Malware detectors trained on one dataset often stumble on another

Machine learning models built to catch malware on Windows systems are typically evaluated on data that closely resembles their training set. In practice, the malware arriving on enterprise endpoints looks different, comes from different sources, and in many cases has been deliberately obfuscated to evade detection. A study from researchers at the Polytechnic of Porto tests what happens when that gap is made explicit, and the results have direct implications for organizations relying on static detectors as a first line of defense.

cross-dataset malware detection

The European Union Agency for Cybersecurity identified public administration as the most frequently targeted sector by malware within the EU across its 2023, 2024, and 2025 threat landscape reports, with ransomware and data intrusions as the primary vectors. Many of the tools used in those intrusions rely on obfuscation to get past endpoint detectors. The research tests whether current ML-based static detectors can hold up when the malware they encounter does not match the distribution they were trained on.

What the research tested

The study built detection pipelines using a standardized feature format common across six public Windows PE datasets. Two training configurations were tested, one using a combination of the EMBER and BODMAS datasets, the other adding ERMDS, a dataset constructed specifically to challenge detectors with obfuscated samples at the binary, source code, and packer levels.

Models were evaluated not only on held-out data from their own training distribution, but also on four external datasets: TRITIUM, built from naturally occurring threat samples collected from operational environments; INFERNO, derived from red team and custom command-and-control malware; SOREL-20M, a large-scale benchmark covering several years of real-world PE files; and ERMDS used as an external test set.

That cross-dataset structure is what separates this study from most published malware detection benchmarks, which evaluate models on splits of the same dataset used for training.

Where detectors held up and where they did not

On data from their own training distribution, the best-performing models reached AUC and F1 scores in the high 90s, with strong true positive rates even at very low false positive thresholds. For enterprise environments where false alarms carry operational cost, those in-distribution numbers look deployable.

The cross-dataset results tell a more sobering story. Models transferred well to TRITIUM, which contains naturally occurring samples from the same general time period. Performance on INFERNO, the red team and C2 dataset, was more variable, with detection rates at strict false positive thresholds dropping considerably.

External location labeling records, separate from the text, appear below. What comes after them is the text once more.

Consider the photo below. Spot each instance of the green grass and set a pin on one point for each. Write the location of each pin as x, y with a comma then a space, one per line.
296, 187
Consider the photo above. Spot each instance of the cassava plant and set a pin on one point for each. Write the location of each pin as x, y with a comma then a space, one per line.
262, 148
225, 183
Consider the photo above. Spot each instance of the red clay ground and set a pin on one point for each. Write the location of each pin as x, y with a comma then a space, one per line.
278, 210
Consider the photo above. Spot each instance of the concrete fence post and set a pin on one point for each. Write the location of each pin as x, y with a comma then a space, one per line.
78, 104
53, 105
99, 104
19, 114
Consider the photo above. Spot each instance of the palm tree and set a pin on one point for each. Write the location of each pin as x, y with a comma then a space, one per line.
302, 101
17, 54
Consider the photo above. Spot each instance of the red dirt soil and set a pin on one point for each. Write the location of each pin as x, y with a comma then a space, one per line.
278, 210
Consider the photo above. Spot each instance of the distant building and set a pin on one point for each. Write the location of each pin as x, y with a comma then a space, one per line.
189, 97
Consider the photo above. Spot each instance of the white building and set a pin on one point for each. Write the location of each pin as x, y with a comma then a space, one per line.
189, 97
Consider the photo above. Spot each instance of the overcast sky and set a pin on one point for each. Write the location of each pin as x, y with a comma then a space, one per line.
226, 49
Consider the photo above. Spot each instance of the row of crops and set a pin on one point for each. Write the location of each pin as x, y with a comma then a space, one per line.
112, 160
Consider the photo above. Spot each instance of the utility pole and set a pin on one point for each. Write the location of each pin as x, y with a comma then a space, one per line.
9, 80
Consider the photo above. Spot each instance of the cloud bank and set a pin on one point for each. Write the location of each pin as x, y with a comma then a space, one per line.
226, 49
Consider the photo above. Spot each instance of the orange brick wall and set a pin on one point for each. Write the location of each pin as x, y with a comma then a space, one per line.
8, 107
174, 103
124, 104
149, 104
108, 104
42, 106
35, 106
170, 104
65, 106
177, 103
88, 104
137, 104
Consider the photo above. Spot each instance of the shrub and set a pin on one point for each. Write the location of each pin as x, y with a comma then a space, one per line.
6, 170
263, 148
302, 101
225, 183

SOREL-20M, the largest and most temporally diverse external dataset, showed the steepest decline across all metrics. Some model configurations fell far enough that their practical utility at low false positive rates would be limited. ERMDS as an external test set produced similarly poor results.

The obfuscation problem cuts both ways

One of the more instructive findings involves the attempt to fix the obfuscation problem directly. Adding ERMDS to the training set improved performance on obfuscated samples within that dataset’s distribution. It also reduced generalization to SOREL-20M relative to training without it.

That pattern suggests a tension that practitioners building or procuring static detectors should be aware of. Training a model to recognize obfuscated malware can shift its feature distribution in ways that reduce its effectiveness on broader, more diverse data. Solving for one threat profile can create blind spots elsewhere.

The researchers attribute this to obfuscation-heavy samples spreading feature vectors within each class, narrowing the separation between benign and malicious files that the classifier relies on to make decisions.

What this means for endpoint detection

Static detectors are attractive for on-host deployment because they are computationally light and deliver fast verdicts without executing the file. The study confirms that compact, boosting-based models are viable for that use case under the right conditions.

The findings also reinforce a practical limitation that procurement and engineering teams do not always account for: a detector’s benchmark performance is only meaningful if the benchmark data reflects the threat landscape the detector will encounter. Red team tooling, packed malware, and temporally shifted samples can all degrade a model that looks strong on paper.

The researchers plan to extend the evaluation to deep learning architectures, with continued focus on how training data composition affects detection at the low false positive rates that production deployments require.